Devrim Uygun
İçinden geçtiğimiz konjonktür, yakın dönemde ortaya çıkarabileceği sonuçlar bağlamında Sosyalist hareketin belli bölmelerinde, ideolojik anlamda sıkışma / savrulma şeklinde ortaya çakabilecek ve yakın geçmiş ile benzeşme potansiyeli barındıran bir dönem olarak gelişebilir.
Böyle gelişip gelişmeyeceğini çok uzak olmayan bir zamanda göreceğiz kuşkusuz.
Ortaya çıkabilecek benzerlikleri yazının sonuna doğru daha somutlayarak açmaya çalışırız.
İkinci Cumhuriyet’in zemin temizliği ve makasa yaklaşırken sol
Öncelikle atıf yapacağımız ve Sosyalist hareketin belli bir bölümü açısından sonuçları nezdinde benzeşme olasılığı bulunan dönemlerden ilkinin, düzen içi siyasi kavgalarını, kritik kavşaklarını ve Sosyalist sol açısından kırılma noktalarını ele alıp, kabaca hatırlamak faydalı olacaktır.
Türkiye’de İkinci Cumhuriyet rejiminin inşası için “radikal” adımların asıl olarak 2007 ve sonrasında atıldığını hatırlayarak başlayalım.

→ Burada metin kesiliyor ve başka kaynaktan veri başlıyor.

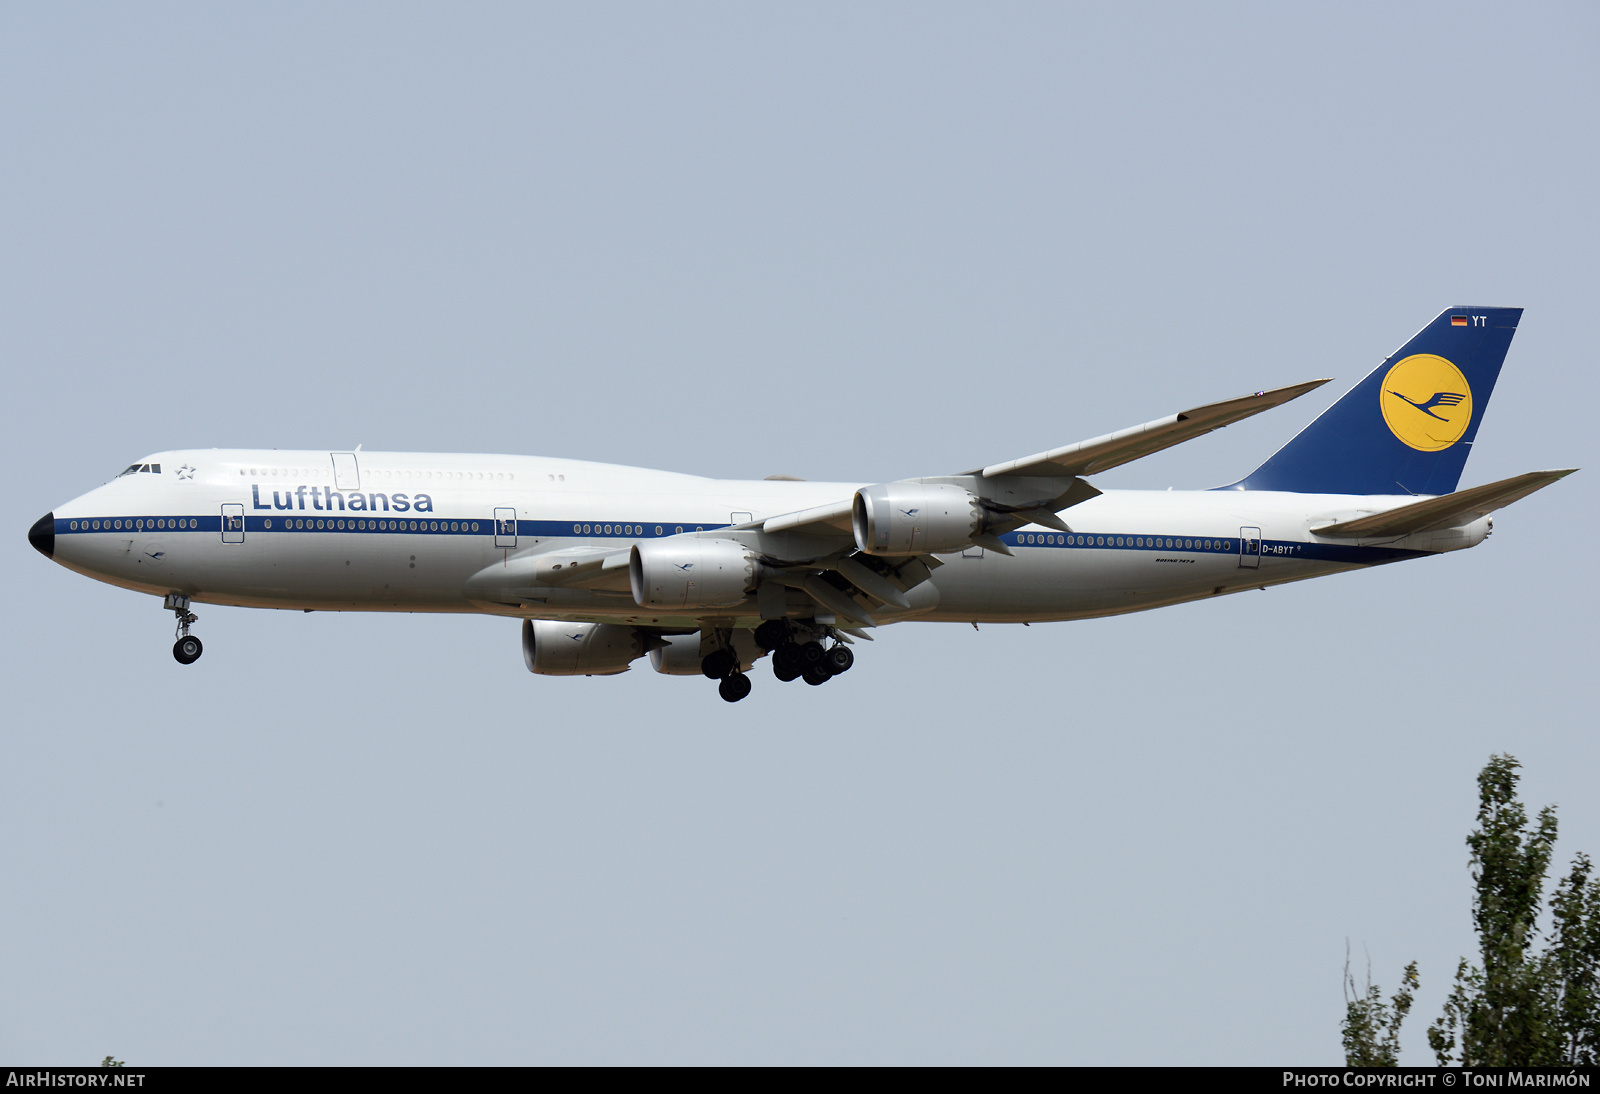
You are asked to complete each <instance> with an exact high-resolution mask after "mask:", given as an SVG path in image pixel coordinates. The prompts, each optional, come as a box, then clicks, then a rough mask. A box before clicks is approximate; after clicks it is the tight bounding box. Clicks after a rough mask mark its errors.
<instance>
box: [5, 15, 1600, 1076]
mask: <svg viewBox="0 0 1600 1094" xmlns="http://www.w3.org/2000/svg"><path fill="white" fill-rule="evenodd" d="M1597 29H1600V18H1597V13H1595V8H1594V5H1584V3H1546V5H1523V6H1507V5H1462V3H1448V5H1443V3H1442V5H1381V3H1371V5H1323V6H1315V8H1307V6H1306V5H1269V3H1261V5H1211V6H1205V8H1198V6H1189V5H1146V6H1130V5H1099V6H1067V5H1005V6H1002V8H998V10H997V8H995V6H994V5H930V3H917V5H912V3H902V5H861V3H850V5H822V3H813V5H782V6H781V5H544V6H533V5H437V6H419V5H392V3H384V5H355V3H346V5H333V6H330V5H264V6H262V5H256V6H248V5H245V6H240V5H232V6H218V5H157V3H150V5H134V6H130V5H109V3H99V5H48V3H8V5H5V6H3V8H0V147H3V157H0V158H3V168H0V256H3V258H0V365H3V376H5V398H3V400H0V424H3V430H0V445H3V451H5V462H6V465H8V467H10V485H8V488H6V491H5V518H6V528H10V533H11V534H10V536H8V537H0V550H3V552H5V553H3V560H5V565H6V569H8V573H11V574H13V587H11V592H10V595H8V597H6V608H5V611H6V617H8V627H6V629H5V637H3V640H0V641H3V656H0V685H3V691H0V694H3V696H5V701H3V702H5V707H3V710H5V763H3V765H0V832H3V836H0V876H3V878H5V886H3V896H0V939H3V944H0V1057H5V1059H11V1060H34V1062H58V1064H67V1062H78V1064H88V1062H98V1060H99V1059H101V1057H102V1056H104V1054H107V1052H114V1054H117V1056H118V1057H120V1059H126V1060H128V1062H130V1064H134V1062H138V1064H203V1062H224V1064H227V1062H238V1064H246V1062H266V1064H363V1062H366V1064H411V1062H414V1064H466V1062H498V1064H536V1062H565V1064H571V1062H637V1064H645V1062H685V1064H686V1062H811V1064H821V1062H875V1064H896V1062H901V1064H904V1062H952V1064H954V1062H973V1064H976V1062H1019V1064H1021V1062H1029V1064H1120V1062H1152V1064H1176V1062H1197V1064H1213V1062H1227V1064H1285V1062H1296V1064H1310V1062H1338V1060H1339V1059H1341V1056H1339V1035H1338V1022H1339V1016H1341V1012H1342V1000H1341V995H1339V972H1341V966H1342V961H1344V947H1346V939H1350V942H1352V945H1354V948H1355V958H1357V964H1358V966H1360V963H1362V960H1363V958H1362V953H1363V947H1365V948H1366V950H1370V953H1371V960H1373V972H1374V977H1376V979H1378V980H1379V982H1381V984H1382V985H1384V987H1386V988H1392V987H1394V984H1395V980H1397V979H1398V972H1400V968H1402V966H1403V964H1405V963H1406V961H1410V960H1413V958H1416V960H1419V961H1421V971H1422V993H1421V998H1419V1003H1418V1009H1416V1014H1414V1017H1413V1019H1411V1027H1410V1028H1408V1032H1406V1036H1405V1044H1406V1052H1405V1059H1406V1060H1408V1062H1414V1064H1421V1062H1430V1056H1429V1054H1427V1049H1426V1040H1424V1036H1422V1030H1424V1027H1426V1024H1427V1022H1429V1020H1430V1019H1432V1017H1434V1014H1437V1011H1438V1004H1440V1001H1442V998H1443V992H1445V984H1446V980H1448V977H1450V974H1451V971H1453V969H1454V963H1456V958H1458V956H1461V955H1464V953H1469V952H1470V947H1472V936H1470V923H1469V918H1467V910H1469V892H1470V888H1469V876H1467V854H1466V846H1464V843H1462V840H1464V836H1466V833H1467V828H1469V825H1470V820H1472V813H1474V805H1475V798H1474V776H1475V773H1477V771H1478V768H1482V765H1483V761H1485V760H1486V758H1488V755H1490V753H1491V752H1501V750H1509V752H1512V753H1515V755H1517V757H1520V758H1522V760H1523V763H1525V765H1526V773H1525V782H1523V790H1525V798H1526V800H1528V801H1530V803H1531V805H1542V803H1547V801H1555V803H1558V805H1560V816H1562V828H1563V838H1562V843H1560V859H1562V862H1563V864H1565V860H1566V859H1568V857H1570V854H1571V852H1573V851H1576V849H1587V851H1590V852H1600V795H1597V793H1595V785H1597V781H1595V771H1597V769H1600V741H1597V734H1595V717H1594V709H1595V685H1594V675H1592V673H1594V664H1595V654H1597V640H1595V630H1594V619H1595V616H1597V608H1600V605H1597V597H1595V577H1594V566H1592V563H1586V561H1584V557H1586V553H1587V547H1589V545H1592V544H1594V542H1595V541H1597V539H1600V526H1597V517H1595V513H1597V512H1600V504H1597V502H1600V497H1597V483H1600V467H1594V465H1595V464H1597V461H1595V440H1597V430H1595V425H1594V421H1592V414H1590V408H1592V406H1594V405H1595V403H1597V395H1600V392H1597V379H1595V368H1594V361H1595V358H1597V349H1600V323H1597V317H1595V301H1597V296H1600V293H1597V289H1600V285H1597V280H1600V278H1597V262H1595V254H1597V213H1595V210H1597V205H1595V179H1597V174H1600V173H1597V166H1600V160H1597V149H1600V141H1597V133H1595V128H1597V118H1600V110H1597V107H1600V102H1597V85H1600V67H1597V66H1595V56H1597V45H1600V34H1597ZM1453 304H1504V305H1522V307H1526V309H1528V310H1526V315H1525V318H1523V325H1522V329H1520V331H1518V334H1517V339H1515V342H1514V345H1512V352H1510V358H1509V360H1507V365H1506V371H1504V374H1502V377H1501V384H1499V389H1498V390H1496V393H1494V401H1493V405H1491V406H1490V409H1488V414H1486V419H1485V424H1483V429H1482V432H1480V435H1478V445H1477V451H1475V453H1474V457H1472V461H1470V462H1469V464H1467V472H1466V478H1464V483H1466V485H1474V483H1482V481H1490V480H1494V478H1501V477H1507V475H1514V473H1518V472H1525V470H1533V469H1544V467H1571V465H1584V467H1590V470H1586V472H1582V473H1579V475H1574V477H1573V478H1570V480H1565V481H1563V483H1560V485H1557V486H1554V488H1550V489H1547V491H1544V493H1541V494H1538V496H1534V497H1531V499H1528V501H1525V502H1520V504H1518V505H1515V507H1514V509H1509V510H1506V512H1504V513H1501V517H1499V518H1498V520H1496V531H1494V536H1493V537H1491V539H1490V541H1488V542H1486V544H1485V545H1483V547H1480V549H1477V550H1470V552H1462V553H1456V555H1450V557H1443V558H1437V560H1427V561H1416V563H1410V565H1402V566H1390V568H1384V569H1378V571H1373V573H1363V574H1350V576H1341V577H1331V579H1323V581H1320V582H1309V584H1304V585H1298V587H1286V589H1275V590H1270V592H1267V593H1246V595H1237V597H1229V598H1224V600H1219V601H1213V603H1203V605H1192V606H1182V608H1170V609H1163V611H1157V613H1146V614H1139V616H1130V617H1122V619H1109V621H1098V622H1085V624H1058V625H1046V627H1030V629H1021V627H1011V629H1008V627H984V629H982V630H981V632H976V633H974V632H973V629H971V627H934V625H920V627H918V625H906V627H896V629H890V630H886V632H883V633H882V635H880V640H878V641H877V643H874V645H872V646H866V648H859V651H858V653H859V659H858V665H856V669H854V670H853V672H851V673H850V675H848V677H842V678H840V680H837V681H834V683H832V685H829V686H827V688H818V689H811V688H798V686H778V685H776V681H773V680H771V678H770V677H768V675H766V670H765V667H763V669H762V670H760V672H758V677H757V689H755V694H754V696H752V697H750V699H749V701H747V702H742V704H739V705H738V707H730V705H726V704H723V702H720V701H718V699H717V697H715V694H714V691H712V688H709V686H707V685H706V681H696V680H683V678H667V677H658V675H654V673H651V672H650V670H648V667H645V665H640V667H638V669H635V670H634V672H630V673H627V675H624V677H619V678H611V680H582V678H579V680H544V678H534V677H530V675H528V673H526V672H525V670H523V667H522V657H520V653H518V648H517V627H515V624H512V622H507V621H499V619H478V617H424V616H398V617H395V616H357V614H310V616H306V614H299V613H261V611H243V609H224V608H205V606H202V608H200V609H198V613H200V625H198V627H197V632H198V633H202V635H203V637H205V641H206V656H205V659H203V662H200V664H198V665H195V667H194V669H189V670H184V669H179V667H178V665H176V664H174V662H173V659H171V654H170V643H171V619H170V616H166V614H163V613H162V611H160V609H158V605H157V603H155V601H154V600H150V598H146V597H139V595H134V593H128V592H122V590H115V589H110V587H107V585H99V584H94V582H90V581H86V579H83V577H78V576H75V574H70V573H67V571H66V569H61V568H59V566H53V565H50V563H46V561H45V560H43V558H40V557H38V555H37V553H34V550H32V549H30V547H29V545H27V544H26V531H27V526H29V525H30V523H32V521H34V520H35V518H37V517H38V515H40V513H43V512H46V510H50V509H51V507H53V505H56V504H59V502H62V501H66V499H69V497H74V496H77V494H80V493H83V491H85V489H88V488H91V486H94V485H98V483H101V481H104V480H106V478H109V477H110V475H114V473H115V472H117V470H120V469H122V467H125V465H126V464H128V462H131V461H133V459H134V457H138V456H141V454H146V453H149V451H157V449H163V448H179V446H278V448H323V449H326V448H347V446H354V445H357V443H362V445H365V446H366V448H390V449H422V451H506V453H541V454H554V456H573V457H582V459H602V461H613V462H624V464H642V465H653V467H669V469H674V470H685V472H696V473H712V475H728V477H762V475H768V473H789V475H800V477H805V478H846V480H866V481H872V480H885V478H898V477H904V475H922V473H942V472H952V470H960V469H963V467H971V465H978V464H982V462H986V461H995V459H1005V457H1010V456H1018V454H1024V453H1030V451H1038V449H1042V448H1048V446H1053V445H1062V443H1069V441H1074V440H1082V438H1085V437H1093V435H1098V433H1104V432H1109V430H1112V429H1118V427H1123V425H1130V424H1136V422H1142V421H1147V419H1152V417H1157V416H1162V414H1166V413H1171V411H1174V409H1179V408H1182V406H1190V405H1195V403H1203V401H1210V400H1216V398H1227V397H1234V395H1238V393H1243V392H1251V390H1258V389H1264V387H1274V385H1278V384H1290V382H1294V381H1301V379H1309V377H1315V376H1334V377H1338V381H1336V382H1334V384H1330V385H1328V387H1326V389H1323V390H1318V392H1317V393H1314V395H1310V397H1307V398H1306V400H1302V401H1301V403H1294V405H1291V406H1288V408H1285V409H1280V411H1275V413H1270V414H1266V416H1262V417H1258V419H1253V421H1250V422H1246V424H1242V425H1235V427H1232V429H1229V430H1226V432H1224V433H1218V435H1213V437H1208V438H1203V440H1198V441H1194V443H1190V445H1186V446H1181V448H1178V449H1174V451H1170V453H1165V454H1162V456H1157V457H1150V459H1146V461H1139V462H1136V464H1131V465H1128V467H1123V469H1120V470H1117V472H1114V473H1112V475H1107V477H1104V481H1102V485H1112V486H1154V488H1163V486H1178V488H1198V486H1210V485H1216V483H1224V481H1230V480H1232V478H1237V477H1238V475H1242V473H1245V472H1248V470H1250V469H1251V467H1254V465H1256V464H1258V462H1259V461H1261V459H1262V457H1266V456H1267V454H1269V453H1270V451H1272V449H1274V448H1275V446H1277V445H1280V443H1282V441H1283V440H1286V438H1288V437H1290V435H1293V432H1294V430H1296V429H1299V427H1301V425H1302V424H1304V422H1306V421H1309V417H1310V416H1312V414H1314V413H1315V411H1317V409H1318V408H1320V406H1323V405H1326V403H1328V401H1331V400H1333V398H1336V397H1338V393H1339V392H1342V390H1344V389H1346V387H1347V385H1349V384H1352V382H1355V379H1358V377H1360V376H1362V374H1365V373H1366V371H1368V369H1370V368H1371V366H1374V365H1376V363H1378V361H1379V360H1381V358H1382V357H1384V355H1386V353H1389V352H1390V350H1392V349H1394V347H1397V345H1398V344H1402V342H1403V341H1405V339H1406V337H1408V336H1410V334H1411V333H1413V331H1414V329H1416V328H1418V326H1421V325H1422V323H1424V321H1427V320H1429V318H1432V317H1434V315H1437V313H1438V310H1440V309H1443V307H1448V305H1453Z"/></svg>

Bu dönemin başlangıcında, ülke tarihinin en büyük siyasi operasyonlarına (Ergenekon, Odatv, KCK, Balyoz vs..) , düzenin diğer aktörleri ile hesaplaşmada sert adımlar atıldığına, İkinci Cumhuriyet rejiminin temellerine dönük olası “tehdit uçlarının” ortadan kaldırıldığına ve rejimin inşası için gerekli siyasal zeminin oluşturulduğuna tanık oluyorduk.

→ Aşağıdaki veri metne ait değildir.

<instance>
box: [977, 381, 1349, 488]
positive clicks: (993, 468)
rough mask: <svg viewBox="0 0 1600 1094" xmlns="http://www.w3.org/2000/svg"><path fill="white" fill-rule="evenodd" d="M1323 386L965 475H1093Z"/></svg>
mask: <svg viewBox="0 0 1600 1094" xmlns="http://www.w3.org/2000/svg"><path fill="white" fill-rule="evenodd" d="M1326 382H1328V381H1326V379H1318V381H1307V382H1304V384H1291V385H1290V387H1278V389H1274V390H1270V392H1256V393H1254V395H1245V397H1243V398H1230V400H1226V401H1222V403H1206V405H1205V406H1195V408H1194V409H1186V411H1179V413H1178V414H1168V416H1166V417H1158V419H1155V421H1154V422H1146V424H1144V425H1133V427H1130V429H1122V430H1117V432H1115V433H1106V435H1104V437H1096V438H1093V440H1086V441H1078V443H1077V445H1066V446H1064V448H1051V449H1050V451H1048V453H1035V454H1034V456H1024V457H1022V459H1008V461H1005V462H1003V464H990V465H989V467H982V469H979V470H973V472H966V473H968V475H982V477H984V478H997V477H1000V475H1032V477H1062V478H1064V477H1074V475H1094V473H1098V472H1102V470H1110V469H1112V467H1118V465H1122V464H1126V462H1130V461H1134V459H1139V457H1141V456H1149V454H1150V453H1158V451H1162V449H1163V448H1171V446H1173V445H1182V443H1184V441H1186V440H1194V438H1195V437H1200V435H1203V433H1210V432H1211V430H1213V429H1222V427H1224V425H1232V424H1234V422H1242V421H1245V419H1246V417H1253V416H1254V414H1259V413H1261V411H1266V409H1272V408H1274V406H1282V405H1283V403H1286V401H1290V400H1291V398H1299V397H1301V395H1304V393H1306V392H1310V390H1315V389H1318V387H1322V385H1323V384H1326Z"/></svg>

AKP’nin, kuşattığı güçleri, yine o güçlerin duymak istediği (Vesayetin ortadan kaldırılması, demokratikleşme, özgürlükler vs…)söylemleri kulaklarına fısıldayarak etkisizleştirdiğini ve hukuksuz operasyonlarına bu eksenden meşruiyet kattığını ifade etmek gerekir.
Tüm bunlarla beraber bahsi geçen dönemde “Vesayetçi” “Ötekileştirici” “Tekçi” devlet anlayışını yıkan “Özgürlükçü” “Demokrat” “Kürt sorununda çözümcü” AKP’nin önünün daha fazla açılması gerektiği tezi, liberaller tarafından yaygın bir şekilde propaganda edilirken, bunun yansıması olarak Sosyalist hareketin içinde de bu süreçte rol alınması gerektiğini savunanlar oldu.
Sonuna kadar gidilecek, ceberrut Birinci Cumhuriyet ile, darbelerle ve derin devletle tarihsel hesaplaşma için önemli fırsatlar ortaya çıkacaktı.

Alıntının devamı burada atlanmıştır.